The return signature is:
(values (list-of pathname-designator) &optional boolean)
> So neatness might argue that there be a POSSIBLY-TRANSLATED-OUTPUT-FILES
> (with a better name, of course), and an OUTPUT-FILES (behaving as now),
> with the former calling the latter, and each having a simpler signature.
>
> That said, I don't see the need to break code for neatness.
>
The problem with that approach is that OUTPUT-FILES is an interface both
for providers and consumers. Many extensions expect to call OUTPUT-FILES,
and many extensions expect to define methods on OUTPUT-FILES.
It might be a design mistake that the same function name be used in these
two cases, which doesn't leave much room to interpose functionality
between the two. But if that's the case (of which I'm not convinced),
then that's a mistake that was made in the original ASDF, and can't be
fixed without massive backward incompatibility. Happily, the :AROUND method
is a good enough solution to this issue, at least so far.
> As for "why these particular functions?" it's because (a) they are
> exported and (b) we have invited programmers to define new methods for
> them. Doing (b) correctly arguably requires more understanding if you
> have to know that there are existing :AROUND methods whose behavior must
> be preserved. If the :AROUND method was refactored to the previously
> proposed P-T-O-F, the extending programmer's job would be simpler. That
> said, the existing contract for methods is simple enough that I'm not
> going to worry about it.
>
You can't do that without breaking backward compatibility, or at least
having a long and painful transition period. I'm not sure this is warranted,
though you have an actual case for making such a change, the earlier you
start the transition period the better.
I believe that it's OK to have to look at existing methods
and not override them without reproducing functionality
and sending a feature request for an extension point.
Also ((o operation) (c component)) vs ((o t) (c t))

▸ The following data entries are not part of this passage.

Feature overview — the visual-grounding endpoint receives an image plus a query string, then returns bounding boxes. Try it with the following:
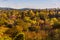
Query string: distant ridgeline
[0,7,60,18]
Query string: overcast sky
[0,0,60,9]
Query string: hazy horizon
[0,0,60,9]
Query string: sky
[0,0,60,9]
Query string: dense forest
[0,8,60,40]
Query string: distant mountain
[0,7,60,11]
[0,7,13,10]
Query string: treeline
[0,9,60,40]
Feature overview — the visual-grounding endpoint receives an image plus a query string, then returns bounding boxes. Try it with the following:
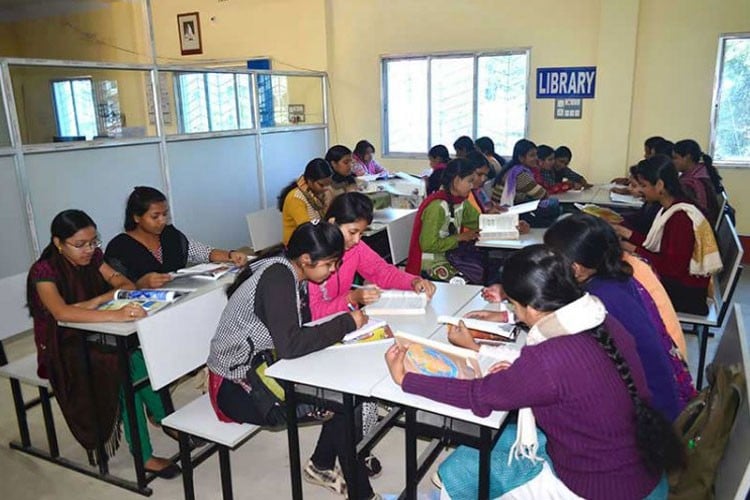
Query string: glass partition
[10,66,156,144]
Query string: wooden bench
[0,273,60,459]
[713,304,750,500]
[137,287,260,500]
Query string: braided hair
[502,245,684,474]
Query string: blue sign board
[536,66,596,99]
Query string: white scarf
[508,293,607,465]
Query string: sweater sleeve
[419,201,458,253]
[402,348,559,417]
[255,264,356,359]
[357,242,424,290]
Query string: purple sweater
[402,316,660,500]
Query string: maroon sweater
[403,317,660,500]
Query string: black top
[104,224,188,283]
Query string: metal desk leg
[343,394,362,498]
[117,337,146,489]
[479,426,492,500]
[284,382,302,500]
[404,408,419,499]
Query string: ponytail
[592,323,685,474]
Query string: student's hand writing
[465,311,508,323]
[349,286,382,305]
[482,284,505,303]
[349,309,370,329]
[448,321,479,351]
[458,229,479,241]
[411,278,435,299]
[487,361,511,375]
[137,273,172,288]
[385,342,406,385]
[115,302,146,321]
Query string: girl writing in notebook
[386,245,682,500]
[615,155,722,315]
[27,210,180,478]
[207,221,377,499]
[105,186,247,288]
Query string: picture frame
[177,12,203,56]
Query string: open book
[97,290,185,314]
[171,262,235,280]
[438,311,518,344]
[479,212,520,241]
[394,331,491,379]
[364,290,427,316]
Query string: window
[382,51,528,156]
[711,34,750,166]
[177,73,253,134]
[52,78,98,140]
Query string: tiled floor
[0,273,750,500]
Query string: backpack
[669,364,746,500]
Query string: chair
[713,304,750,500]
[137,287,260,500]
[246,207,282,254]
[677,215,744,389]
[0,273,60,459]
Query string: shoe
[145,464,182,479]
[302,460,346,495]
[365,455,383,477]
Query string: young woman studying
[544,214,696,414]
[672,139,724,224]
[104,186,247,288]
[615,155,721,315]
[386,245,682,500]
[309,193,435,319]
[352,139,388,177]
[278,158,333,245]
[406,159,484,283]
[207,221,379,498]
[492,139,547,207]
[27,210,180,478]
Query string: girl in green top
[406,159,482,282]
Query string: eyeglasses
[65,238,102,250]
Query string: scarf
[40,253,120,457]
[297,176,327,220]
[406,189,466,276]
[508,293,607,465]
[500,165,534,207]
[643,202,722,276]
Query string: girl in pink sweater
[309,193,435,319]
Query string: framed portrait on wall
[177,12,203,56]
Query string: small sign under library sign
[555,99,583,120]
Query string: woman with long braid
[386,245,682,500]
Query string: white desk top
[476,227,546,250]
[58,273,235,337]
[266,283,481,396]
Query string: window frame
[708,31,750,168]
[50,76,99,141]
[380,47,532,160]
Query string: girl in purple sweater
[386,245,682,500]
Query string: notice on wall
[536,66,596,99]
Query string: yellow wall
[151,0,326,70]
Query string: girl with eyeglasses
[27,210,180,478]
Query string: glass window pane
[477,54,528,156]
[235,75,253,128]
[430,57,474,147]
[385,59,429,153]
[713,38,750,163]
[206,73,237,132]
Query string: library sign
[536,66,596,119]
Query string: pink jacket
[308,242,417,320]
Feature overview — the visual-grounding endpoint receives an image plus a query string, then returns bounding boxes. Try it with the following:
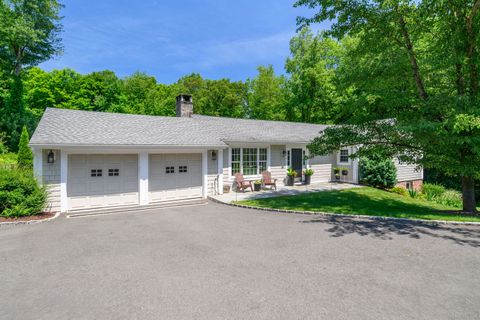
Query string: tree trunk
[462,176,477,213]
[399,15,428,100]
[467,0,480,97]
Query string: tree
[0,0,62,149]
[17,126,33,169]
[285,28,340,123]
[296,0,480,212]
[360,155,397,189]
[246,65,288,120]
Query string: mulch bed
[0,212,55,222]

usually leaves enough space for an :AROUND method already.
> I'm going to drop this into my email archive as "interesting, but
> unimportant." I can return to it someday when tidying up unbroken code
> is the only thing I worry about, i.e., never.
>
The canonical term for that in jargon file is "in my copious free time".
> As for "actual extension points," I have occasionally added new methods
> for these generic functions, but only simple ones. The only case I can
> think of that might be a problem with the existing contract would be one
> where there are multiple output-files, but only some of them are to be
> translated.
>
> To date, I have never written an extension that had > 1 output-file,
> much less one that sent them to different places, so this is only a
> hypothetical. Perhaps an operation that built some data structure and
> an index.... But I can't see why those would go in different directories.
>
In these cases, you can explicitly call apply-output-translations
on those outputs that need be translated but not the others, and
return T as the second value.
> Thanks for the explanation,
> r
>
Regards,
—♯ƒ • François-René ÐVB Rideau •Reflection&Cybernethics• http://fare.tunes.org
Not all Law is created equal before Man. Some Law causes least conflict and
least perverse incentives. By definition we call it Natural Law.